Data about 154,000 critical cases were gathered this way. These cases also include transfers, which are not regarded in practice because of train-category priority rules. For instance, a dispatcher does not consider to delay a connecting subway train in order to keep the transfer from a delayed Intercity-Express train. After filtering out all such cases, an overall number of 106,000 critical transfers remained.
On each day, realized departure and arrival event times were available with a resolution of 1 min. However, we did not have explicit information whether a transfer has been maintained by an active dispatching decision or not. Therefore, we tried to infer a posteriori, based on the realized time stamps, for each critical transfer whether it had been dispatched or not. Given the actual departure time dep(ct) of a connecting train ct, the actual arrival time \(arr( ft )\) of a feeding train \( ft \), and the minimum transfer time mintt required to change from the feeding to the connecting train, the buffer time
\( buf \) for a transfer can be calculated as \( buf = dep(ct) - arr( ft ) - mintt\). Since the recorded data available to us does not contain the information which transfers have been actually maintained, but we would like to compare the number of (actively) maintained connection in the status quo and by PANDA, a formal notion is required which can be computed from available data. Therefore, we counted a train as dispatched for a particular transfer if (1) it has departed at least 2 min later than possible (or in other words: if it has gathered a new delay at the departure event of at least 2 min) and the available buffer time satisfies \(-1 \le buf \)

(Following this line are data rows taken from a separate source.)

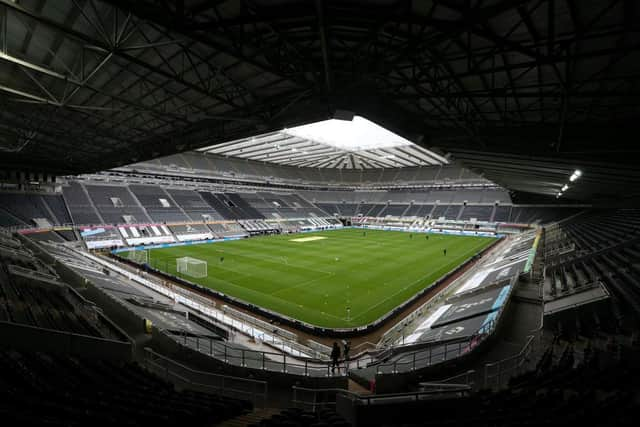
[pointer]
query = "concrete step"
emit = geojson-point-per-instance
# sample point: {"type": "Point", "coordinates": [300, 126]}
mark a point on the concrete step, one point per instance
{"type": "Point", "coordinates": [250, 418]}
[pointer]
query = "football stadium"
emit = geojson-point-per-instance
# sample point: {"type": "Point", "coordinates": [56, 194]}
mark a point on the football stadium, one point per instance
{"type": "Point", "coordinates": [319, 213]}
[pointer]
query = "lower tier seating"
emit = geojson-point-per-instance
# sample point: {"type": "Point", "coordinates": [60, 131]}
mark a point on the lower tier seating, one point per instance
{"type": "Point", "coordinates": [44, 389]}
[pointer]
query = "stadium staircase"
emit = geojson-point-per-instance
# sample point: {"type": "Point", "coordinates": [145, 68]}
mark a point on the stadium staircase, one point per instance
{"type": "Point", "coordinates": [255, 417]}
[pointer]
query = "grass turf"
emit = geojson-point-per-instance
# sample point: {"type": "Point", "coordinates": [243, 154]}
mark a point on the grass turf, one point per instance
{"type": "Point", "coordinates": [316, 280]}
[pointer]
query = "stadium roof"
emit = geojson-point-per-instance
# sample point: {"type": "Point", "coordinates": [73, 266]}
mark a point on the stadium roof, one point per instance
{"type": "Point", "coordinates": [523, 91]}
{"type": "Point", "coordinates": [342, 144]}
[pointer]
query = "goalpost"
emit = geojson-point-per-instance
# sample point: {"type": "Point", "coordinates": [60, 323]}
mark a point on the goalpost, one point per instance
{"type": "Point", "coordinates": [193, 267]}
{"type": "Point", "coordinates": [140, 256]}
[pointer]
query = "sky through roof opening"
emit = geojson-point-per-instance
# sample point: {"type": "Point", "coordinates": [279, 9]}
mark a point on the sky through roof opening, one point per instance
{"type": "Point", "coordinates": [341, 144]}
{"type": "Point", "coordinates": [356, 135]}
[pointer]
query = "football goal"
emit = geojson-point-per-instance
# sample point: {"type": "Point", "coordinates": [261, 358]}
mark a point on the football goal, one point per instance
{"type": "Point", "coordinates": [193, 267]}
{"type": "Point", "coordinates": [140, 257]}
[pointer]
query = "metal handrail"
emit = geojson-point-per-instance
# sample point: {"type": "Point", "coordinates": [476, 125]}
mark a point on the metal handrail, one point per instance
{"type": "Point", "coordinates": [262, 360]}
{"type": "Point", "coordinates": [369, 399]}
{"type": "Point", "coordinates": [223, 386]}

Footnote 1 or (2) if its real departure time was at most 1 min earlier than calculated by PANDA for the waiting scenario.

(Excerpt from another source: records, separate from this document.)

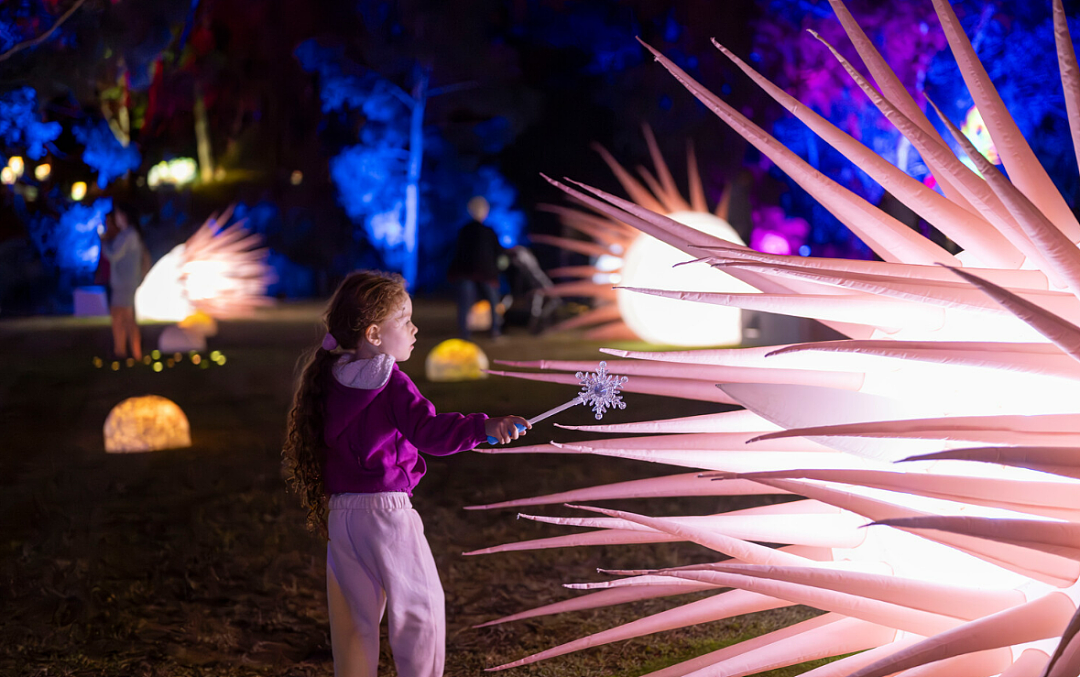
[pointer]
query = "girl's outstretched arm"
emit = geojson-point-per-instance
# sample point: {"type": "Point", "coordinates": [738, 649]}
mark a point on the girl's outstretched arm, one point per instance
{"type": "Point", "coordinates": [437, 434]}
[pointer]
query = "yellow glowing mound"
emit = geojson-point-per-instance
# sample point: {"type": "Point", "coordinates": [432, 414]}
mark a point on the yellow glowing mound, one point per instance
{"type": "Point", "coordinates": [147, 423]}
{"type": "Point", "coordinates": [456, 360]}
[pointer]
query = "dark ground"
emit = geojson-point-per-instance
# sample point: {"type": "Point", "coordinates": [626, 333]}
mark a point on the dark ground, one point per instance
{"type": "Point", "coordinates": [196, 562]}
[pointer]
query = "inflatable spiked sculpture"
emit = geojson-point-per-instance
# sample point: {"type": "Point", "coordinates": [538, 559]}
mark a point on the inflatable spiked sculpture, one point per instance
{"type": "Point", "coordinates": [935, 451]}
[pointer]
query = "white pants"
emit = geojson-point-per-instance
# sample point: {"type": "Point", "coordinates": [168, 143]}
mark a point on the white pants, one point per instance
{"type": "Point", "coordinates": [377, 554]}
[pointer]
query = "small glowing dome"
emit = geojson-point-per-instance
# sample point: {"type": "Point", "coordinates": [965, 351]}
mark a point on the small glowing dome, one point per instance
{"type": "Point", "coordinates": [480, 315]}
{"type": "Point", "coordinates": [200, 323]}
{"type": "Point", "coordinates": [456, 360]}
{"type": "Point", "coordinates": [147, 423]}
{"type": "Point", "coordinates": [649, 263]}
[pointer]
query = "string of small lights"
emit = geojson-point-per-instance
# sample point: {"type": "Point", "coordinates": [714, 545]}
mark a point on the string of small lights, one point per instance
{"type": "Point", "coordinates": [159, 363]}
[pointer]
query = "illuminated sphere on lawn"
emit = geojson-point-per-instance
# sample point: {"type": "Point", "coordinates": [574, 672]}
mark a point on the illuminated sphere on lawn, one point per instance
{"type": "Point", "coordinates": [650, 263]}
{"type": "Point", "coordinates": [146, 423]}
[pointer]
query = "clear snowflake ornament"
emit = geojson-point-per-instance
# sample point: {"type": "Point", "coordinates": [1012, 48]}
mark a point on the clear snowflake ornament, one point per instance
{"type": "Point", "coordinates": [601, 390]}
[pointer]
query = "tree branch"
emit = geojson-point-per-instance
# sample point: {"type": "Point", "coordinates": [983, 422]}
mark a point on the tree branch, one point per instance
{"type": "Point", "coordinates": [42, 37]}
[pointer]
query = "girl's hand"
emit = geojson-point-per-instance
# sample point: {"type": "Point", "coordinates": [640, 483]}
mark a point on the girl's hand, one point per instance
{"type": "Point", "coordinates": [505, 428]}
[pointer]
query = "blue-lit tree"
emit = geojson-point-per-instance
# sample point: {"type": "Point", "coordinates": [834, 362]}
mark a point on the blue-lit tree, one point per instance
{"type": "Point", "coordinates": [379, 178]}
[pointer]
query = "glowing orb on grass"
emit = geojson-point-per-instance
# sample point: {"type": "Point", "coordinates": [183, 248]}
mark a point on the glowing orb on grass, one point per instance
{"type": "Point", "coordinates": [456, 360]}
{"type": "Point", "coordinates": [650, 263]}
{"type": "Point", "coordinates": [146, 423]}
{"type": "Point", "coordinates": [218, 271]}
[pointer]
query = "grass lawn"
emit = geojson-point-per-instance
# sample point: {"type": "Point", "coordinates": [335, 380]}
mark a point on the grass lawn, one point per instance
{"type": "Point", "coordinates": [196, 562]}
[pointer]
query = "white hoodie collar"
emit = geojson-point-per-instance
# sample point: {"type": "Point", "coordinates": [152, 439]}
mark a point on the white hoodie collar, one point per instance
{"type": "Point", "coordinates": [370, 374]}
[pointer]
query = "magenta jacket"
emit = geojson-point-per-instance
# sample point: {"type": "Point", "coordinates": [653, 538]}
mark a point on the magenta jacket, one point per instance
{"type": "Point", "coordinates": [376, 420]}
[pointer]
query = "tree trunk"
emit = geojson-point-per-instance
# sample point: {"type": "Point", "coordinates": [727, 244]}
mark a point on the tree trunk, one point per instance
{"type": "Point", "coordinates": [202, 139]}
{"type": "Point", "coordinates": [413, 185]}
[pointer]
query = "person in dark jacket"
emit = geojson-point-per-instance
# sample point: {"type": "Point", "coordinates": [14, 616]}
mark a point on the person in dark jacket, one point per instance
{"type": "Point", "coordinates": [475, 267]}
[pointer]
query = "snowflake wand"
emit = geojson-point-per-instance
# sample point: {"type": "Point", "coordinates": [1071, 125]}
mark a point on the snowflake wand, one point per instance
{"type": "Point", "coordinates": [598, 390]}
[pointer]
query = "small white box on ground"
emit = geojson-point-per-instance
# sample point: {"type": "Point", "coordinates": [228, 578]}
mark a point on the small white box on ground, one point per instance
{"type": "Point", "coordinates": [90, 301]}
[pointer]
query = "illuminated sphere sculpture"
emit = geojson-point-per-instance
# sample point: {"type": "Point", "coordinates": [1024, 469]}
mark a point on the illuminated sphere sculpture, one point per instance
{"type": "Point", "coordinates": [948, 422]}
{"type": "Point", "coordinates": [219, 271]}
{"type": "Point", "coordinates": [625, 258]}
{"type": "Point", "coordinates": [147, 423]}
{"type": "Point", "coordinates": [456, 360]}
{"type": "Point", "coordinates": [651, 263]}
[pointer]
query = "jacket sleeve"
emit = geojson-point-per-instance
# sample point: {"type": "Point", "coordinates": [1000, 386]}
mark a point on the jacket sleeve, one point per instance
{"type": "Point", "coordinates": [437, 434]}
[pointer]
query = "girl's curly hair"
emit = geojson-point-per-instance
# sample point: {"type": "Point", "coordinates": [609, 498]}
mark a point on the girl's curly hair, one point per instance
{"type": "Point", "coordinates": [362, 299]}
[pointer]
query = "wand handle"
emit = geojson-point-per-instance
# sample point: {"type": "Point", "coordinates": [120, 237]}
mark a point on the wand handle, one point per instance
{"type": "Point", "coordinates": [549, 413]}
{"type": "Point", "coordinates": [537, 419]}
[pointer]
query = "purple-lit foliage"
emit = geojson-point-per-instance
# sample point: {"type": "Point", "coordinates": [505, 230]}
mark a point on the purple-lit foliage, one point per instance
{"type": "Point", "coordinates": [1013, 38]}
{"type": "Point", "coordinates": [1015, 42]}
{"type": "Point", "coordinates": [775, 233]}
{"type": "Point", "coordinates": [786, 52]}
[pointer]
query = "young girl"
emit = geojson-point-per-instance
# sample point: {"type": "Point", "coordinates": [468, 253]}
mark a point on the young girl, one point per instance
{"type": "Point", "coordinates": [354, 430]}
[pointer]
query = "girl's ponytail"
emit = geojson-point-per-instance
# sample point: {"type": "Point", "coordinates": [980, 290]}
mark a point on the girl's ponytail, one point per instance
{"type": "Point", "coordinates": [302, 452]}
{"type": "Point", "coordinates": [364, 298]}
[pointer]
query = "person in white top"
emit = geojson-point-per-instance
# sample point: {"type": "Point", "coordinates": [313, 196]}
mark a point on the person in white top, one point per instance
{"type": "Point", "coordinates": [123, 246]}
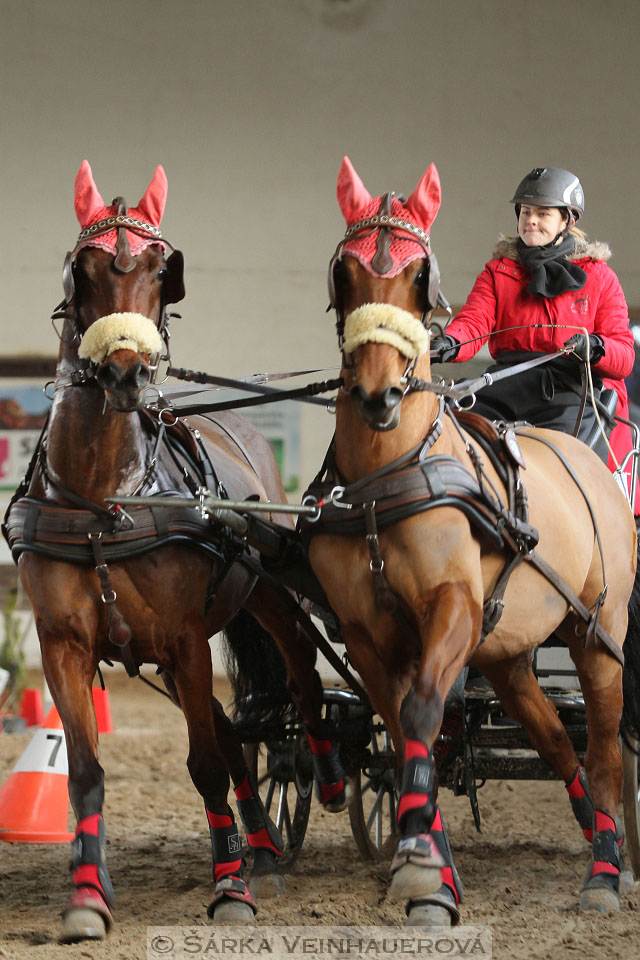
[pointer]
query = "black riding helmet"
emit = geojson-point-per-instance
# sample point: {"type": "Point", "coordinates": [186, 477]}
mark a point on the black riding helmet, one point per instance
{"type": "Point", "coordinates": [550, 187]}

To reduce potential misclassifications, we considered in our final evaluation only those transfers where—with respect to the time stamps 15 min before the scheduled departure of the connecting train—the departing train had to be delayed by at least 3 min to keep the transfer. After this filtering step, about 64,000 cases remained.
For each case, we asked PANDA about its waiting recommendations 15 min in advance. As PANDA offers several independent decision criteria, we used a simple majority rule to combine the criteria into a binary waiting recommendation: PANDA suggests to wait, whenever the number of criteria that are in favour of the waiting scenario exceeds the number of criteria that are in favour of the non-waiting scenario. To assess the impact on passengers, we consider four different measures, namely the total delay, i.e. the sum of the final delay over all passengers, and the number of passengers with a delay of at least 30, 60, or 120 min at their final destination.
Under our assumptions, 28.2% of all critical connections are kept by dispatching. In comparison, PANDA recommends to wait for 31.8% of these cases. Table 1 gives the average absolute numbers of passengers per day which benefit from PANDA’s recommendations, while Fig. 6 shows the relative benefit of using PANDA’s recommendations in comparison with what has been executed in practice. For all measures, we observe a significant potential to reduce passenger delays by using recommendations given by PANDA. The strongest relative reduction can be obtained for the group of passengers which would suffer from delays by 120 or more minutes. The number of passengers in this group could be reduced by about 50%, if PANDA’s recommendations would be realized (see again Table 1 for the absolute numbers of passengers affected per average day). The total sum of delay minutes could be reduced by about 24%. Recall, however, that not all recommendations are realizable due to other constraints.
In Table 2, we report among all considered transfers the percentages of transfers maintained by PANDA, but not in the status quo, and conversely, by the status quo, but not by PANDA. Likewise, we do this for the non-waiting decisions. We observe that there is a significant fraction of cases where the status quo and PANDA do not agree. In 16.7% of all cases status quo decides WAIT, but PANDA recommends NO-WAIT, and conversely, in 20.3% of all cases PANDA decides WAIT, but status quo opts for NO-WAIT.